Are greedy methods such as orthogonal matching pursuit considered obsolete for finding sparse solutions?
If by ''obsolete'' you mean ''researchers are not working on them anymore'', the answer is no - or, at least, I shall hope not! Here are few papers that have been published among the iterative / greedy approaches, that are used to analyze various methods:
- for some new results on orthogonal matching pursuit 2015
- Some results on the efficacy of Graded Hard Thresholding Pursuit (yes, this is shameless advertisement) 2016
- IHT for subexponential measurements 2017
- Some results on hard thresholding 2016
This list is clearly not exhaustive, but represents 4 main papers (in my opinion) that treat of iterative and greedy approaches for sparse approximation. Should be included: all resources related to co-sparse model, dictionary-sparse approaches, one bit approaches & co.
If by ''obsolete'' you mean ''has not practical applications'', well allow me to retort! I have personally used such greedy approaches in the following contexts:
- Approximation of numerical solutions to high dimensional PDEs via sparse polynomial chaos expansions
- Analysis of metagenomics data survey by greedy methods and information theory (this is quite old, needs to be refreshed, and is still pretty much work in progress)
Bottom line, yes! These methods are alive, and are being researched from both a theoretical and a practical point of view!
Below is an example that illustrates a difference between matching pursuit and lasso and demonstrates that they have a different order in which the variables are selected into the active sets.
I believe that this is relevant in certain fields that wish to minimize the size of the active set. For instance
- When developing a model that relates skin-fold measurements with body/fat composition measurements, one may wish to develop a model that reduces the need for the number of skin-fold measurements.
- Or when trying to find a mixture that approximates some original sample, and there is a certain limit to the number of ingredients in the mixture.
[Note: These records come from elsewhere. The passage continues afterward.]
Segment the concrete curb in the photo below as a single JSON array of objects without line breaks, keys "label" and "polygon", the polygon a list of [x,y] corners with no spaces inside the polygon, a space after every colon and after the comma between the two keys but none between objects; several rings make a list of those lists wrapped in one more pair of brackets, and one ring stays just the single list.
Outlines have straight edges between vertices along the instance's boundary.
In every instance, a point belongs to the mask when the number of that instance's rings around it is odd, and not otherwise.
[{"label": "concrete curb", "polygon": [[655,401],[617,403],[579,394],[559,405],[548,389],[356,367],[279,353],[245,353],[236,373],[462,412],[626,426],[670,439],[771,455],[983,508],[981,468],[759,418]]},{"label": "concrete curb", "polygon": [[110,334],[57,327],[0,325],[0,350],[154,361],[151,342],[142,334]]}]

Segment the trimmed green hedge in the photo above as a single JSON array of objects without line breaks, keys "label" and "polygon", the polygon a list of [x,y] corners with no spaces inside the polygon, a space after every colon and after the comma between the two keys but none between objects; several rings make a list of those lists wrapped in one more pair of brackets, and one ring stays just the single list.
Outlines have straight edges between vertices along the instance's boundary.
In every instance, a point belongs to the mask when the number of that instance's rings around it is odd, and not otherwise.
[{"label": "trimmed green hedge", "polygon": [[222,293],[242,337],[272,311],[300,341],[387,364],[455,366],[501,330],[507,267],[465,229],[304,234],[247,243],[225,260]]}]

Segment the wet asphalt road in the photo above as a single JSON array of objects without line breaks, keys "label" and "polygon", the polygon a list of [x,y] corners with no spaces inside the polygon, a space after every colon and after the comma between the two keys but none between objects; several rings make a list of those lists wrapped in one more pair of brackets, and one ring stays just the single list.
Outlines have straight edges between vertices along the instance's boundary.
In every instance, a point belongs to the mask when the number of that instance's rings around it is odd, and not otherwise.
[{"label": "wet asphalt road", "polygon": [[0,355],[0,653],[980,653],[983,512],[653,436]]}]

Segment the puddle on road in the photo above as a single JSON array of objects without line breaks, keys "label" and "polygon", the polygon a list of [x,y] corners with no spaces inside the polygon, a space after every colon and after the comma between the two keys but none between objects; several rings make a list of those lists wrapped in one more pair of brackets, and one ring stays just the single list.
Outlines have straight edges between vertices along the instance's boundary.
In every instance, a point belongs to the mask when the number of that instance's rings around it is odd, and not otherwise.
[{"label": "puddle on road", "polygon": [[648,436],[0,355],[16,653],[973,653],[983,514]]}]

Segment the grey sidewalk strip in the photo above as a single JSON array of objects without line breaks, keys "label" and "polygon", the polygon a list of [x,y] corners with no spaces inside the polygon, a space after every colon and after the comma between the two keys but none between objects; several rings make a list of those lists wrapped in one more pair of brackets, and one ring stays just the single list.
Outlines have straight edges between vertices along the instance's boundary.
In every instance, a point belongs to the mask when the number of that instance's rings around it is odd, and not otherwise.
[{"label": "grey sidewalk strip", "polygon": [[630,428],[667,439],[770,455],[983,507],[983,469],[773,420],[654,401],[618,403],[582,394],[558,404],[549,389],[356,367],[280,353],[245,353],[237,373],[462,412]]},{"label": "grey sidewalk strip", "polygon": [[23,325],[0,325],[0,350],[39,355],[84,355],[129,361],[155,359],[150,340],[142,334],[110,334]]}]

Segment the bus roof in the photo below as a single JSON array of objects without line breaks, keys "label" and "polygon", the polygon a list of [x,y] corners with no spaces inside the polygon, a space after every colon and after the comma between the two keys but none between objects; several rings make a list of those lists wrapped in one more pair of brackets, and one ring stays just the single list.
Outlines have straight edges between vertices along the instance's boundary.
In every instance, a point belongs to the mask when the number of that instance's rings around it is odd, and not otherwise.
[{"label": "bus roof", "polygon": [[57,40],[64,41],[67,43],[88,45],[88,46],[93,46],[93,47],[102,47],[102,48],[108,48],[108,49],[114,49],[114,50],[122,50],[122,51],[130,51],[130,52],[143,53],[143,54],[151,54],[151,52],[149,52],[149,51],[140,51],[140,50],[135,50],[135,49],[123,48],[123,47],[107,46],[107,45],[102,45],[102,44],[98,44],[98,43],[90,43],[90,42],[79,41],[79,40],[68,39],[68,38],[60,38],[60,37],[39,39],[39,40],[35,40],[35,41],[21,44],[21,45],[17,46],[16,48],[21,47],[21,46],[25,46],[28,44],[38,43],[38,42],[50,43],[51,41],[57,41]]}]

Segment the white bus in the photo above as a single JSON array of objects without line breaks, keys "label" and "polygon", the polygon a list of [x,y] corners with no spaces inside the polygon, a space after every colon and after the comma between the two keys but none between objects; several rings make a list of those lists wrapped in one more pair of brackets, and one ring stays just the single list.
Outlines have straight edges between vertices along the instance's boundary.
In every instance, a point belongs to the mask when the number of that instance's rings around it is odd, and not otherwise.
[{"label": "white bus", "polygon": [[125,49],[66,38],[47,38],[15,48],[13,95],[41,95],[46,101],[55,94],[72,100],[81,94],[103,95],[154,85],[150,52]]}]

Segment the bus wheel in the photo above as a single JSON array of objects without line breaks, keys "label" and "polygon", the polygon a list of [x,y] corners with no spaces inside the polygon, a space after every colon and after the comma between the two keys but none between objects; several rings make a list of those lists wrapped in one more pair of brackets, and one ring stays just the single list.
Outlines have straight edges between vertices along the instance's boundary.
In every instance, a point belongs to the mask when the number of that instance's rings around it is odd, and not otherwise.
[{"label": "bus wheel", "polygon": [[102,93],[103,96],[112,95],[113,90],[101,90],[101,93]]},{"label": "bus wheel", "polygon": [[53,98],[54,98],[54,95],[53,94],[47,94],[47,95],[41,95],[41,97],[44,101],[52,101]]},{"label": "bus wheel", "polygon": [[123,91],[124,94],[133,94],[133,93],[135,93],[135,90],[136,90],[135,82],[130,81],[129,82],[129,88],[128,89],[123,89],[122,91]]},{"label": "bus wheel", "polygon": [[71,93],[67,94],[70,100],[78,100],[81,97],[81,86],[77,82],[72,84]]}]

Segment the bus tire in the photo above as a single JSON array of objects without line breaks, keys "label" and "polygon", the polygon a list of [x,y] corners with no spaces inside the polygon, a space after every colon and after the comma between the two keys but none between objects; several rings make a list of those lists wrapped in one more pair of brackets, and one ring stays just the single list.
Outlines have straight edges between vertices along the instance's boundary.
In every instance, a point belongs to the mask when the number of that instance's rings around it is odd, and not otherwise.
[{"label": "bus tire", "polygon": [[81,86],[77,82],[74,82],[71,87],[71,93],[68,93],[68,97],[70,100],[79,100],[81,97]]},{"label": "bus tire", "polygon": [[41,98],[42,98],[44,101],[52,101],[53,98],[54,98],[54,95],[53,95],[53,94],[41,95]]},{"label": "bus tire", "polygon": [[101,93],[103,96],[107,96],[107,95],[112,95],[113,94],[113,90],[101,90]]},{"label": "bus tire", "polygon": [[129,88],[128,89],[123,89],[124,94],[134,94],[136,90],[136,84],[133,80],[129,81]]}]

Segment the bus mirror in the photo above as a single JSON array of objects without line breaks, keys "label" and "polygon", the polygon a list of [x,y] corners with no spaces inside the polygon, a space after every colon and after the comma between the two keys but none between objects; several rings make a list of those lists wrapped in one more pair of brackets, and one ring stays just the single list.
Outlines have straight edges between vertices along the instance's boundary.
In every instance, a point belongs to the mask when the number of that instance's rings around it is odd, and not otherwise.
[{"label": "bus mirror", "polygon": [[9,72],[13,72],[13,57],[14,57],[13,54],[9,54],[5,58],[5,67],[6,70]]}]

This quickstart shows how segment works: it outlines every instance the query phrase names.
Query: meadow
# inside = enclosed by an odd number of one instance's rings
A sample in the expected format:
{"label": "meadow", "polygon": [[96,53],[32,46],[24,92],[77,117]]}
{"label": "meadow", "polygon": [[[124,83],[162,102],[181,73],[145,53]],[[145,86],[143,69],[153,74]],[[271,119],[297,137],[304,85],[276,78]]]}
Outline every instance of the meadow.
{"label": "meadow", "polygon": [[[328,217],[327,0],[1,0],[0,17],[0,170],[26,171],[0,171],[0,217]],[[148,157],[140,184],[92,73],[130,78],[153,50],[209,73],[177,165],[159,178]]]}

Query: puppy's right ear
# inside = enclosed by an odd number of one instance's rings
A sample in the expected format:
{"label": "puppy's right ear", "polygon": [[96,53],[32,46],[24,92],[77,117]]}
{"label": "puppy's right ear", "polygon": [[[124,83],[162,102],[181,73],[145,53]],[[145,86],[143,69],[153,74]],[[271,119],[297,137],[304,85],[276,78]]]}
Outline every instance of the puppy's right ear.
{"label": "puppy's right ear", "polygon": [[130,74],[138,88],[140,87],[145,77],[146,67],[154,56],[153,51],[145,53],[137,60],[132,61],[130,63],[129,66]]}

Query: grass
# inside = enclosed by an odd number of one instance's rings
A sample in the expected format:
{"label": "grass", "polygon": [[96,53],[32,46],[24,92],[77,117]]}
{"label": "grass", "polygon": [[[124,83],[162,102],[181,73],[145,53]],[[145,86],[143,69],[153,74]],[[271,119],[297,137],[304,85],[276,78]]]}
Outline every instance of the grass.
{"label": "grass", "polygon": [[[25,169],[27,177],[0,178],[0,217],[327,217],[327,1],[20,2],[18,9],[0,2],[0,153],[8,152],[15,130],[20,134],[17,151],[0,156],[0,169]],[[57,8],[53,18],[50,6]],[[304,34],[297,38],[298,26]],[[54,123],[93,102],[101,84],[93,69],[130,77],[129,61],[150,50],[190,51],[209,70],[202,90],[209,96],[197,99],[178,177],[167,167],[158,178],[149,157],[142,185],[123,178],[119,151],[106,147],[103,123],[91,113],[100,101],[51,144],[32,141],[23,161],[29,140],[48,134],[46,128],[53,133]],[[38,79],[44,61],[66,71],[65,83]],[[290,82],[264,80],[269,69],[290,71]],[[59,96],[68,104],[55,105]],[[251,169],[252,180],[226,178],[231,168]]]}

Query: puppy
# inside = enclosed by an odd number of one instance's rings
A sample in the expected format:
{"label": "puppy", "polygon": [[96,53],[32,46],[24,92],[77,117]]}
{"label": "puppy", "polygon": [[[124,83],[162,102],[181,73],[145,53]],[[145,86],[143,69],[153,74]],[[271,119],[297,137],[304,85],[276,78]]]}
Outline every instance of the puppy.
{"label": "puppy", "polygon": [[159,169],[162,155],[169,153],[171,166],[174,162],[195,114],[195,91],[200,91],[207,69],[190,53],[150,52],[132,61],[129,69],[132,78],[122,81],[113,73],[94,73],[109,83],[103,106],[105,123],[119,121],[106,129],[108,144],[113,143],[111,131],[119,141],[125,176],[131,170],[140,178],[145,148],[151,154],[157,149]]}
I realize that these cases are a bit different than the case in the cited article of the original question, which is about finding in a combination of functions (the question was also initially placed in stats.stackexchange.com and the cases that I provide are more "statistic"). Nevertheless, they may be those cases that place most pressure on the requirement of a small active set and relate to many other practical examples in which matching pursuit or variants (in the example stepAIC) work well (and possibly better, if not in most cases then at least in some cases).
The example:
Requirements are R with the 'lars' package. The data set used for the example are biomedical data related to diabetes.
setup:
> # setting up libraries and data
> library(lars)
> data(diabetes)
> lmdata <- as.data.frame(cbind(diabetes$y, diabetes$x))
matching pursuit:
which will activate variables in the order bmi, ltg, map, tc, sex, ldl
> # matching pursuit
> # (or actually stepAIC but in this case it does do the stepwise addition of the most correlating variable)
> base_model <- lm(V1 ~ 1, data = lmdata)
> stepAIC(base_model, scope = paste0(c("~ 1", colnames(diabetes$x)), collapse=" + "), trace = 0)[13]
$anova
Stepwise Model Path
Analysis of Deviance Table
Initial Model:
V1 ~ 1
Final Model:
V1 ~ bmi + ltg + map + tc + sex + ldl
Step Df Deviance Resid. Df Resid. Dev AIC
1 441 2621009 3841.990
2 + bmi 1 901427.31 440 1719582 3657.697
3 + ltg 1 302887.70 439 1416694 3574.057
4 + map 1 53986.43 438 1362708 3558.884
5 + tc 1 31277.49 437 1331430 3550.621
6 + sex 1 20561.32 436 1310869 3545.742
7 + ldl 1 39377.57 435 1271491 3534.261
lasso:
which will activate variables in the order bmi, ltg, map, hdl, sex, glu...
> # lasso
> lars(diabetes$x, diabetes$y, type="lasso")
Call:
lars(x = diabetes$x, y = diabetes$y, type = "lasso")
R-squared: 0.518
Sequence of LASSO moves:
bmi ltg map hdl sex glu tc tch ldl age hdl hdl
Var 3 9 4 7 2 10 5 8 6 1 -7 7
Step 1 2 3 4 5 6 7 8 9 10 11 12
comparison:
> #comparison of R^2 for a model with 6 variables
> #
> #matching pursuit
> summary(lm(V1 ~ bmi + ltg + map + tc + sex + ldl, data = lmdata))$r.squared
[1] 0.5148848
> #lasso
> summary(lm(V1 ~ bmi + ltg + map + hdl + sex + glu, data = lmdata))$r.squared
[1] 0.5094151
The example clearly shows that lasso has a different order in adding the variables.
This difference may be related to the different priorities and lasso prefers to add variables if this can reduce the sum of the coefficients.
In certain practical cases this behavior of lasso may not be necessary, and in some cases it may even be detrimental.